According to the study, common food allergy statistics in the West generally match those in East Asia, with the exception of peanuts. Even though both regions consume similar amounts of peanuts, peanut allergies are much more prevalent in the West.
Regarding why that’s the case, the article stated:
“Since dry roasting is more common in the West than in East Asia, that may explain the disparity of incidence. And the chemical changes induced by dry roasting help explain what causes peanut allergy in the first place.”

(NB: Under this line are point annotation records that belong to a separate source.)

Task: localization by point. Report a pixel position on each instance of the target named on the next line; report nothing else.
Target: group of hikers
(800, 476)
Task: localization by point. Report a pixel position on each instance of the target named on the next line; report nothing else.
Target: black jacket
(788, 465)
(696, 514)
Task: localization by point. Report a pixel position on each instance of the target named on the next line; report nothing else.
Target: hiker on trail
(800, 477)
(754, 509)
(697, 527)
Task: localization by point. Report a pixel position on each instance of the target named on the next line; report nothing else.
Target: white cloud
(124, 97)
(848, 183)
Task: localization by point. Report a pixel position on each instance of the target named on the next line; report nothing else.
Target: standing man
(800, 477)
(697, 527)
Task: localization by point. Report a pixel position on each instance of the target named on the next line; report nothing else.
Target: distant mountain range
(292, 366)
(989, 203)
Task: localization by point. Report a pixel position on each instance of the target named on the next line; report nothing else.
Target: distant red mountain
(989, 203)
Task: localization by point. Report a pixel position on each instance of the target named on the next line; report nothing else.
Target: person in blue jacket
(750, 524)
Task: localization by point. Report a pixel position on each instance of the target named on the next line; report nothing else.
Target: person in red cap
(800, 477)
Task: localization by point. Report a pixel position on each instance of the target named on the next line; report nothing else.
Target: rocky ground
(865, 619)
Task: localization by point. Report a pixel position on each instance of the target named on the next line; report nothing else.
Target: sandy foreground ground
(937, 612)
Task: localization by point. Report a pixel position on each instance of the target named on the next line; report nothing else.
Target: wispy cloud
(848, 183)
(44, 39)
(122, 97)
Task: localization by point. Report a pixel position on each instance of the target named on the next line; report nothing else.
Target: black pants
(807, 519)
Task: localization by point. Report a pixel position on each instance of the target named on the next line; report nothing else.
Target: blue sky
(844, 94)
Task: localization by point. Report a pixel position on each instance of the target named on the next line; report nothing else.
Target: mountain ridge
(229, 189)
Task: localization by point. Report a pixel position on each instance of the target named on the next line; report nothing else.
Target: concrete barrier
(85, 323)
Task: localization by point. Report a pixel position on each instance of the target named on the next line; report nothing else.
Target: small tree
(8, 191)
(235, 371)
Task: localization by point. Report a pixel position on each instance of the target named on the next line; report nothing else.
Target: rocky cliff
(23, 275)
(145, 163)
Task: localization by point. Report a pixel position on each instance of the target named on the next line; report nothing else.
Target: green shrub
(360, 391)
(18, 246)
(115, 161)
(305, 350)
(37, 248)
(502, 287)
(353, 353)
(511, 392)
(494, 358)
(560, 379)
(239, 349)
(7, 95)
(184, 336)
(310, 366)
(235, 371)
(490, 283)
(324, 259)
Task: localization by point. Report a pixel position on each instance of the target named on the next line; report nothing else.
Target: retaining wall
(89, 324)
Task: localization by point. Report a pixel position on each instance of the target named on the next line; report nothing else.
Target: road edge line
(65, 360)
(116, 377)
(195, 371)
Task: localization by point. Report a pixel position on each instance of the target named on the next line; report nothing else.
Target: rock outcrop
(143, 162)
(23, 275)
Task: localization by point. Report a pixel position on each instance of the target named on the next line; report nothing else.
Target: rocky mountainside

The chemical change being referenced is the Maillard reaction, which is the browning effect that takes place when food is toasted, baked, fried or roasted.
The article stated:
“The Maillard reaction is one between sugars and proteins that forms new, complex molecules called advanced glycation end-products (AGEs). These create many of the pleasant aromas associated with cooked foods, but are also suspected of causing certain allergies—including, it would now appear, peanut allergy.
Indeed, Dr Sattentau showed that proteins derived from dry-roasted peanuts bind to dendritic cells, a type important to the immune response. Specifically, these proteins interact with cell receptor-molecules known to bind to AGEs. Dr Sattentau believes this binding is the molecular mechanism which triggers peanut allergy.”